Il est également soupçonné d’être derrière la publication de la vidéo Collateral Murder (meurtres collatéraux), qui montre une opération de l’armée américaine survenue en juillet 2007 en Irak et dans laquelle une douzaine de personnes, dont deux employés de l’agence de presse Reuters, ont été tuées par une attaque d’hélicoptère. Il est en outre considéré comme une « personne d’intérêt » dans la publication des documents sur la guerre en Afghanistan par WikiLeaks, en juillet 2010.

Les journalistes qui couvrent sa comparution sur place ne peuvent utiliser Twitter ou la messagerie texte en direct de la salle d’audience. Comme le rapporte le blogue en direct du Guardian, la journaliste Camille Elhassani, d’Al Jazeera English, a dénoncé sur Twitter le manque de transparence de l’armée américaine.

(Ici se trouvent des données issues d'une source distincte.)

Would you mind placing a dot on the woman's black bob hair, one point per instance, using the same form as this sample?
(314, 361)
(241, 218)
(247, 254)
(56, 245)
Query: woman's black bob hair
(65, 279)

Il s’agit de la première apparition en public de Bradley Manning depuis son arrestation, en mai 2010.

Manifestations de soutien

Bradley Manning jouit de nombreux appuis sur la toile. Dans les semaines qui ont suivi son incarcération, le site FreeBradley.org (libérez Bradley) a lancé une campagne en sa faveur.

Au moment d’écrire ces lignes, le site BradleyManning.org http://bradleymanning.org/ était hors-ligne. Il était toutefois accessible en cache.

Le site Friend Feed rend compte de différentes discussions au sujet de Bradley Manning sur Facebook et Twitter.

Différentes manifestations aux États-Unis et ailleurs dans le monde sont prévues en marge de cette comparution.

Parmi celles-ci, mentionnons « l’opération Horizon », lancée par des sympathisants de la nébuleuse de pirates informatiques Anonymous et des indignés du mouvement Occupy Wall Street. Dans leur communiqué, ils invitent les gens à manifester samedi, le 17 décembre.

Il s’agira du 24e anniversaire de naissance de Bradley Manning. Cette date marquera également le 1er anniversaire de l’immolation du Tunisien Mohamed Bouazizi, élément déclencheur du printemps arabe.  Le 17 décembre marquera également le troisième mois d’activités d’Occupy Wall Street.

En hommage à Bradley Manning

Autres manifestations d’appui à Bradley Manning, mentionnons cette toute récente chanson de Graham Nash, ancien membre de Crosby, Stills, Nash & Young.

Mentionnons également Prevention of Injury, court-métrage de fiction sur la détention de Bradley Manning à la prison militaire de Quantico, en Virginie.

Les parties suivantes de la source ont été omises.